Useful defaults in performing-post-quantum-cryptography-migration โ fewer surprises than typical one-off scripts, and it plays nicely with `npx skills` flows.
We added performing-post-quantum-cryptography-migration from the explainx registry; install was straightforward and the SKILL.md answered most questions upfront.
I recommend performing-post-quantum-cryptography-migration for anyone iterating fast on agent tooling; clear intent and a small, reviewable surface area.
Solid pick for teams standardizing on skills: performing-post-quantum-cryptography-migration is focused, and the summary matches what you get after install.

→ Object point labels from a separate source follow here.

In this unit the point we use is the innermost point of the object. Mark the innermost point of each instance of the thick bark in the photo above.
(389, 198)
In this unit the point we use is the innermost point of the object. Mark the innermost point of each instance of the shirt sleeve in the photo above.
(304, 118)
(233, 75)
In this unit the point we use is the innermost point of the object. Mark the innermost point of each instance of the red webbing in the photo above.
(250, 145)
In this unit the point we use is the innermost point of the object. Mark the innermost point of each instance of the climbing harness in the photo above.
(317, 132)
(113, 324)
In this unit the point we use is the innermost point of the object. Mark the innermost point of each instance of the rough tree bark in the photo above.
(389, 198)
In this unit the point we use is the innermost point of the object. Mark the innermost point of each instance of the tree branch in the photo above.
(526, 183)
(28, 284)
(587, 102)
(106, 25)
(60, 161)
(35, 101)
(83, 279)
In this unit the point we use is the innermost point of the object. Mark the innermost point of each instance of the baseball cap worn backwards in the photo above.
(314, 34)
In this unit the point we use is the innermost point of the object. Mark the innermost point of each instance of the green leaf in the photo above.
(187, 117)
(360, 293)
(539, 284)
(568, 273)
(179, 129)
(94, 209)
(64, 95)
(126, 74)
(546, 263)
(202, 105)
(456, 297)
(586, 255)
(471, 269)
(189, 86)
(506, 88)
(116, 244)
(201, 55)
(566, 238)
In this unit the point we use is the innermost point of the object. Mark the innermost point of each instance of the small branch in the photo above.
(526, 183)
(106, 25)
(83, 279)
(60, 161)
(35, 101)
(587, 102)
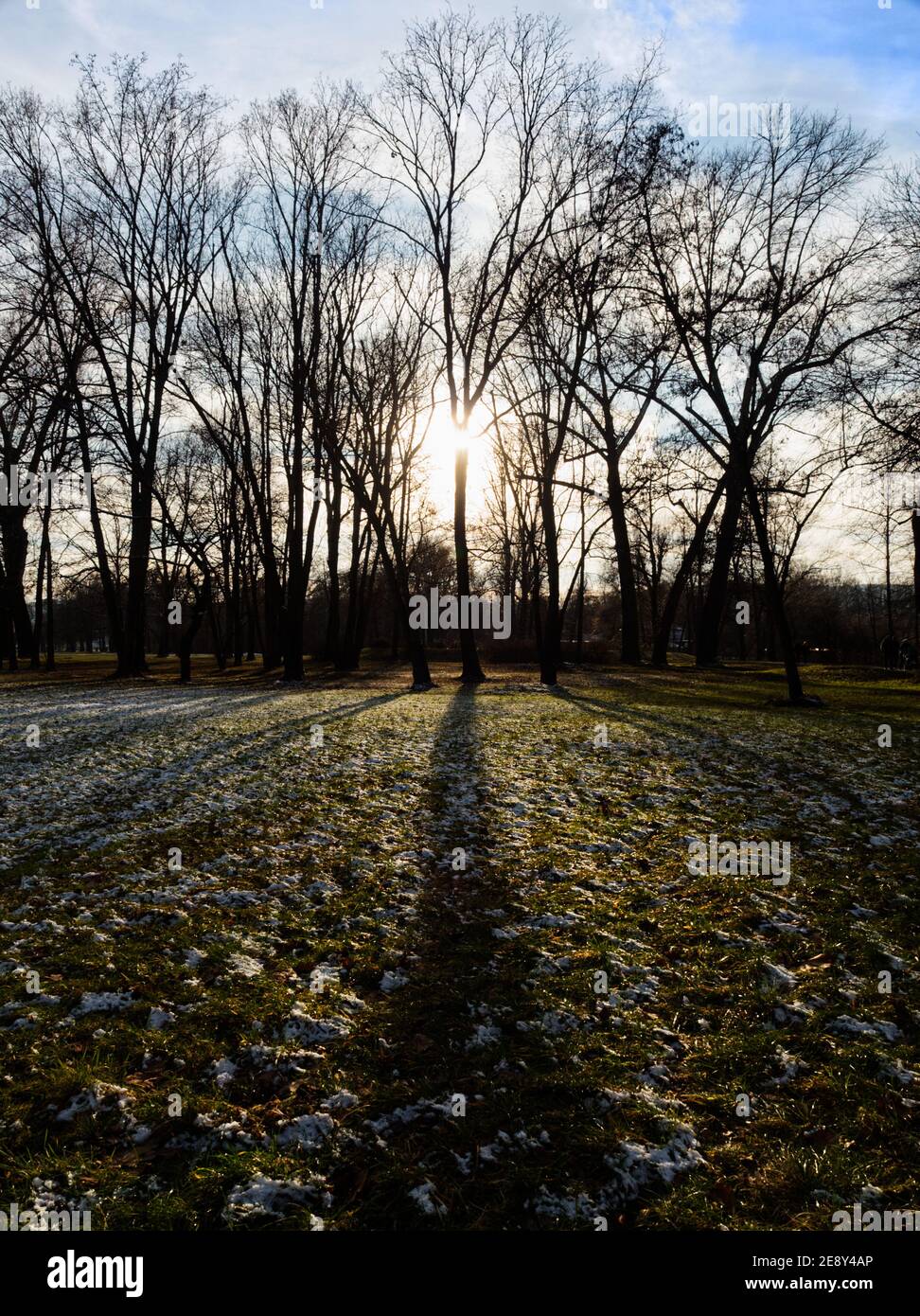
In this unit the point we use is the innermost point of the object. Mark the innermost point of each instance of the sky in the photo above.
(858, 56)
(861, 56)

We added performing-post-quantum-cryptography-migration from the explainx registry; install was straightforward and the SKILL.md answered most questions upfront.
Useful defaults in performing-post-quantum-cryptography-migration โ fewer surprises than typical one-off scripts, and it plays nicely with `npx skills` flows.
performing-post-quantum-cryptography-migration reduced setup friction for our internal harness; good balance of opinion and flexibility.
Registry listing for performing-post-quantum-cryptography-migration matched our evaluation โ installs cleanly and behaves as described in the markdown.
Keeps context tight: performing-post-quantum-cryptography-migration is the kind of skill you can hand to a new teammate without a long onboarding doc.